Operational state assessment of cross-linked polyethylene power cable on the basis of an optimized cloud matter-element theory

Polyethylene power cables are likely to encounter high failure rates due to adverse operation conditions. In order to ensure a safe and reliable operation of the Polyethylene power cables, a state assessment approach should be conducted to evaluate the actual operation state of the Polyethylene power cables and determine the maintenance schedule. Several techniques which are used to preempt cable failure and schedule efficient maintenance in the past work have been reviewed, each of which is found with limitation. Taking a 10 kV - Polyethylene power cable as an example and considering the uncertainty of cloud model as well as the qualitative characteristics of matter-element theory, a cable operation state assessment method based on improved cloud matterelement theory with optimal entropy was proposed.
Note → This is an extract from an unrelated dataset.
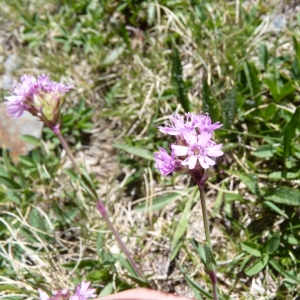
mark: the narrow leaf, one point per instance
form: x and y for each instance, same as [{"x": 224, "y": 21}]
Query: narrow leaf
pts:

Firstly, aiming at the randomness and fuzziness of operation condition level boundary, cloud matter-element theory was proposed to construct the index system of state evaluation. Secondly, based on a comprehensive consideration on the characteristics of clarity and fuzziness of grade division, the optimized cloud entropy calculation method suitable for fuzzy indices is proposed, and the traditional extension cloud theory is improved. Finally, according to the cloud matter-element model correlation degree assessment matrix and comprehensive weight, the operation condition grade of Polyethylene power cable is comprehensively evaluated. The method could effectively deal with the uncertainties in the state assessment according to the changes of the power cable operation condition, and the assessment results were more objective and reasonable. The proposed method in this paper conquers the drawbacks of the past work and can effectively deal with the uncertainty factors in transformer state assessment. The evaluation results are closer to the real state of the equipment and have wider application scenarios.